Jeff Geerling reviews new-generation 10 Gigabit Ethernet USB adapters that deliver significant improvements in thermal performance, physical size, and cost compared to earlier models. The post drew massive engagement with 502 points and 294 comments, reflecting strong demand for affordable high-speed networking gear among the HN crowd. Relevant to infrastructure and homelab enthusiasts but not AI/startup-specific.

#71-Bit Hokusai's "The Great Wave" (2023)

An artist is recreating Hokusai's entire "Thirty-six Views of Mount Fuji" series as 1-bit monochrome pixel art on vintage Macintosh hardware from the early 1990s. Using a Quadra 700 and Aldus SuperPaint 3.0 at the classic 512x342 Mac resolution, the project marries Japanese woodcut aesthetics with Susan Kare-era pixel art constraints. A beautiful collision of art history and retro computing nostalgia.

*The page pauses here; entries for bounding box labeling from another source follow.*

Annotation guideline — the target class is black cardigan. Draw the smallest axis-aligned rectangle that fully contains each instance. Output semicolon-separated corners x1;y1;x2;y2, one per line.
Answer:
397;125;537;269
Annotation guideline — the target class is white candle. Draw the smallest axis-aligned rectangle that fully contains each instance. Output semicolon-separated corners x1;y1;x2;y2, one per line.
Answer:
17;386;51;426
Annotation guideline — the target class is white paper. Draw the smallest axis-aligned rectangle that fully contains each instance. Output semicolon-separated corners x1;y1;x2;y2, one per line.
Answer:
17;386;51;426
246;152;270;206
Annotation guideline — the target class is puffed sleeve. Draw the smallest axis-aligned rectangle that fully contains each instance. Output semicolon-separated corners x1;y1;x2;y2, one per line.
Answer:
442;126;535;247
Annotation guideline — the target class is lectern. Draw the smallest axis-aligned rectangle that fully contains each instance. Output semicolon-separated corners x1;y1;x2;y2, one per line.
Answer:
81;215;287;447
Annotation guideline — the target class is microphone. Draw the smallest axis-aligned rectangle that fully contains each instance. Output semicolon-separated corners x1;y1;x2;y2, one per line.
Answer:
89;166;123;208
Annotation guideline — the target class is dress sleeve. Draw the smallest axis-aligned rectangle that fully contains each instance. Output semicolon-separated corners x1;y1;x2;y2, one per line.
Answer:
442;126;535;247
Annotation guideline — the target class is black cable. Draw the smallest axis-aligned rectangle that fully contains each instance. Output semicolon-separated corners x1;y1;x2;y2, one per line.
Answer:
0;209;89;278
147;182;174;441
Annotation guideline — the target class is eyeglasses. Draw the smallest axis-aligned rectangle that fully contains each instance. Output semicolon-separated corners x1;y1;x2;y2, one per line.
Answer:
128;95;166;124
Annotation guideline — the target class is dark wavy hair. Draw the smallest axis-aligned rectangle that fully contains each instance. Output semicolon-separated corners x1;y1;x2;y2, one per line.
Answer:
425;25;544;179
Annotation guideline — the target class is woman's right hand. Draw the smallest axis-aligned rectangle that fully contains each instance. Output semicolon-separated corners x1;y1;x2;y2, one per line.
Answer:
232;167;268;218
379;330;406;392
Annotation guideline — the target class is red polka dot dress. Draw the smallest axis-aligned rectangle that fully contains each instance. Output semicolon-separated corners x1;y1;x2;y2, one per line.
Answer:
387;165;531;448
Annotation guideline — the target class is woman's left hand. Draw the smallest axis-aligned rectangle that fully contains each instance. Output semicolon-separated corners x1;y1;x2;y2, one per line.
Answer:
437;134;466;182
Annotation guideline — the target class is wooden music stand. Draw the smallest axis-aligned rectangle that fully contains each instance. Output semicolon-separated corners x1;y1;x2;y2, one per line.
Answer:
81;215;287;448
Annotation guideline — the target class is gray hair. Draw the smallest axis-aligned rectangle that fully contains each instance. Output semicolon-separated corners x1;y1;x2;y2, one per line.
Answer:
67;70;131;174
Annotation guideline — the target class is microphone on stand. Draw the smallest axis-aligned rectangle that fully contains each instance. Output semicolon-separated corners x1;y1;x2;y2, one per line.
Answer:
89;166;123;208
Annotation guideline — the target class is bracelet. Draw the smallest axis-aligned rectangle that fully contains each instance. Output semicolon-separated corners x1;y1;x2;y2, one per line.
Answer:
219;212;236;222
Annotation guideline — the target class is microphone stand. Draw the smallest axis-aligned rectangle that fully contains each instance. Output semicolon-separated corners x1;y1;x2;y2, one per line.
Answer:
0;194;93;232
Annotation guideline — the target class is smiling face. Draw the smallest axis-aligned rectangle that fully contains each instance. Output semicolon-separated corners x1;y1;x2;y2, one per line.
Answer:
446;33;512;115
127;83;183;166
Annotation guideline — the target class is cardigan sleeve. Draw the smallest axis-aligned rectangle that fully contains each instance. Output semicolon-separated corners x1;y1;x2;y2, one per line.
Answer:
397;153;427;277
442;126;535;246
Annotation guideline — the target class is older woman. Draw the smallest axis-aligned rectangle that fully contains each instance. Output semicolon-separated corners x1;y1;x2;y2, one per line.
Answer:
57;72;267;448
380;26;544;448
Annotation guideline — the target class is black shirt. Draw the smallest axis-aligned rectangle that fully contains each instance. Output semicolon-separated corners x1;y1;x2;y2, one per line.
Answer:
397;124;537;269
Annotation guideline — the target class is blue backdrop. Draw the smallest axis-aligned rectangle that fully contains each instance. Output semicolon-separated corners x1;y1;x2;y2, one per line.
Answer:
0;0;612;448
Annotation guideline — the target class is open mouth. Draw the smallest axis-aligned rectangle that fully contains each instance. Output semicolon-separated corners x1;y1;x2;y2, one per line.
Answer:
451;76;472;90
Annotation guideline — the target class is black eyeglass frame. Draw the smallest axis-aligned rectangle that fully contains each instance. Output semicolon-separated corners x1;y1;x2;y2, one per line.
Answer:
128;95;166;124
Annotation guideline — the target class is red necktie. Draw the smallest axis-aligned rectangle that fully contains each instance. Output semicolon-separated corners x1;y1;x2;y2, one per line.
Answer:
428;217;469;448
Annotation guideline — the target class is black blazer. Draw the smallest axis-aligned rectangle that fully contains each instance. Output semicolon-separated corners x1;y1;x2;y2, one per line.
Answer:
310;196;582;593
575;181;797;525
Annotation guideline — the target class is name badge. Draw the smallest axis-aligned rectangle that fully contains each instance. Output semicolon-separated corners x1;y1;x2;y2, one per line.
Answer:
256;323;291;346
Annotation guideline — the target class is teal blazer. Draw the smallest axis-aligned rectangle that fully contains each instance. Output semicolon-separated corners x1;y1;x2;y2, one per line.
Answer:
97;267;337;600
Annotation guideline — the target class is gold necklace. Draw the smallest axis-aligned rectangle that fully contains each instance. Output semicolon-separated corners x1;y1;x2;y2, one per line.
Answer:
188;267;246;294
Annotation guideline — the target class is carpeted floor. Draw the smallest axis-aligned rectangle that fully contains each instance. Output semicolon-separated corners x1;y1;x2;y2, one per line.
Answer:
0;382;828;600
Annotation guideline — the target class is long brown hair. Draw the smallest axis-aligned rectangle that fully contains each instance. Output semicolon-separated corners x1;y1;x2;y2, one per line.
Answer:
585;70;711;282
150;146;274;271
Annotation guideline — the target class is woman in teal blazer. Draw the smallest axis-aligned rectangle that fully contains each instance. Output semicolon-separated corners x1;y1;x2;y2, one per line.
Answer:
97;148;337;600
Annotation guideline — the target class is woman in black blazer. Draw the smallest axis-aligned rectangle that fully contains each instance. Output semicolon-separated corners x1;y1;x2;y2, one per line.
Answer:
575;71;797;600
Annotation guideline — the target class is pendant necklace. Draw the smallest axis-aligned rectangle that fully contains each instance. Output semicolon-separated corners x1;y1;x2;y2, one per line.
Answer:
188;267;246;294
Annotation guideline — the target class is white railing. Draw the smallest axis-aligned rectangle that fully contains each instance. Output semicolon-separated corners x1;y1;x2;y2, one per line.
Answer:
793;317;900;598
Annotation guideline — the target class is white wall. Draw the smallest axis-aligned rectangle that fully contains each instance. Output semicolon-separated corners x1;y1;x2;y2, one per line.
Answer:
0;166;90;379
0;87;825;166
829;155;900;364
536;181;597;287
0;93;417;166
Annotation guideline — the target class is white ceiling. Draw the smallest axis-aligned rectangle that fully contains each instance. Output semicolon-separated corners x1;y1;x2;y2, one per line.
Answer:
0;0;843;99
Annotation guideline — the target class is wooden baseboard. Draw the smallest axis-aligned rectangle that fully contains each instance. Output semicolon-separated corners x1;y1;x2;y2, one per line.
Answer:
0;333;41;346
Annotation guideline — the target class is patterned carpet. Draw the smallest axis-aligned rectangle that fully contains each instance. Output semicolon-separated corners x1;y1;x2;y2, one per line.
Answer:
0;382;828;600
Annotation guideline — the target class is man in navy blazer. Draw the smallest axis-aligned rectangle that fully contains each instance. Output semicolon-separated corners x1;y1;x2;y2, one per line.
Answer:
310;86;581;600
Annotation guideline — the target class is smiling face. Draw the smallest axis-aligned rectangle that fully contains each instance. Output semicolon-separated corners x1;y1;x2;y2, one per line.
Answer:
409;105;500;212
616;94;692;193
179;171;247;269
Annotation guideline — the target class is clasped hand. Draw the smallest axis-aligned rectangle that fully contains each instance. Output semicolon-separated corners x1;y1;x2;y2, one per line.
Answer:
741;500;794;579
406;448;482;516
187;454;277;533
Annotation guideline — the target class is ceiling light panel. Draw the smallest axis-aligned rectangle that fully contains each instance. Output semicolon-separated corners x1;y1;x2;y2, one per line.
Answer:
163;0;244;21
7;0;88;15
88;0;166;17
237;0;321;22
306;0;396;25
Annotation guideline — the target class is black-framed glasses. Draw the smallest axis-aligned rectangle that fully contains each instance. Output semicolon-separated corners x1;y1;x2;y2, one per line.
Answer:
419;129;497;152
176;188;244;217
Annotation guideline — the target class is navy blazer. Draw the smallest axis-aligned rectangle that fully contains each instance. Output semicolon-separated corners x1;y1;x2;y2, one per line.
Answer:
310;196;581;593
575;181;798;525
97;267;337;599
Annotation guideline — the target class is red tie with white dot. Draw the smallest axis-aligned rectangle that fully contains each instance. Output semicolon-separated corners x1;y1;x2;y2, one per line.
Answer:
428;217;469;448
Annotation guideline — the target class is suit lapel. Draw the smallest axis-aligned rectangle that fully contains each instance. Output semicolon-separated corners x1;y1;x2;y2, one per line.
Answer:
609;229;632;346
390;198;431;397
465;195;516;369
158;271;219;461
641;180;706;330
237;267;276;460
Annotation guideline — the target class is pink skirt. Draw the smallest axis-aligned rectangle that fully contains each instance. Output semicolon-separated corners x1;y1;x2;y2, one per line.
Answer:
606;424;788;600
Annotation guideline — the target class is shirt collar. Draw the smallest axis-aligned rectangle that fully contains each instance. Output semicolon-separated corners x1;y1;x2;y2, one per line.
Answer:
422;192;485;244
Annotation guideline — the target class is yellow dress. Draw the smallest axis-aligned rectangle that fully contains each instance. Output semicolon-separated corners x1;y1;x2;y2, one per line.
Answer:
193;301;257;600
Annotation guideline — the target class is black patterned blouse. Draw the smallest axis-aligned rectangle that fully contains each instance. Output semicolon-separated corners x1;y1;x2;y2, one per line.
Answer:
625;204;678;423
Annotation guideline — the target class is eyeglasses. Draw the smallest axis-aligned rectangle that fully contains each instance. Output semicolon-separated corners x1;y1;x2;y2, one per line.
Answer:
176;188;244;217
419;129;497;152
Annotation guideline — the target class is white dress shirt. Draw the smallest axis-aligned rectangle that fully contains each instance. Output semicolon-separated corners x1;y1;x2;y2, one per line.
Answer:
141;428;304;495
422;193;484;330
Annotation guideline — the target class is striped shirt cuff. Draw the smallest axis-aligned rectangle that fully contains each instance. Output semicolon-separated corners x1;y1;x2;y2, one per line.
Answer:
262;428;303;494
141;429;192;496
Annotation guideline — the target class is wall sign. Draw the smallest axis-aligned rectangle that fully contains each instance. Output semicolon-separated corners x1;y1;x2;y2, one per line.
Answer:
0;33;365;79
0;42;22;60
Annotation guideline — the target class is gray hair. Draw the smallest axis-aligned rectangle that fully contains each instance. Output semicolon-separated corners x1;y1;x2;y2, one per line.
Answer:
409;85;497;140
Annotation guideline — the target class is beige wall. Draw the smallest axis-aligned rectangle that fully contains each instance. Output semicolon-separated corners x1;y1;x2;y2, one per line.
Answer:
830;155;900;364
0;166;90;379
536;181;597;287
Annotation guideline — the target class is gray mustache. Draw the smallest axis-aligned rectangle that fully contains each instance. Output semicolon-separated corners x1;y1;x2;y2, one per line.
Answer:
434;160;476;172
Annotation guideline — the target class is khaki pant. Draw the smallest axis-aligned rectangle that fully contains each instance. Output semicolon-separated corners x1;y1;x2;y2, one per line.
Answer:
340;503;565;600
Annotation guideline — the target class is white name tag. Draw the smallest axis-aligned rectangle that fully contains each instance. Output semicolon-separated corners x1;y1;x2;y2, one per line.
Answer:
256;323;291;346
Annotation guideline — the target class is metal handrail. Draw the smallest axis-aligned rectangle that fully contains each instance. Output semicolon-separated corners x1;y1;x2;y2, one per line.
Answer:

#8Martin Galway's Music Source Files from 1980's Commodore 64 Games

Martin Galway has open-sourced his original 6502 assembly language music source files from classic C64 games including Wizball and Athena, released under GPL-3.0. The repository showcases two generations of music player engine design spanning 1984 to the late 1980s. A fascinating primary source for anyone studying the history of game audio and chiptune composition.

#9Desmond Morris Has Died

Desmond Morris, the British zoologist and author best known for "The Naked Ape" (1967), has passed away. Morris was a pioneering figure in popular science who applied animal behavior research to human social dynamics, authoring over 50 books. His work bridged academic ethology and mainstream culture in ways that influenced generations of science communicators.

#10Can You Stop Beans from Making You Gassy?

Serious Eats tested various folk remedies and preparation methods for reducing the digestive discomfort caused by beans, applying their signature evidence-based cooking approach. The article evaluates soaking methods, cooking techniques, and additives to determine which actually work. A practical food science deep-dive that hit HN's soft spot for rigorous testing of everyday claims.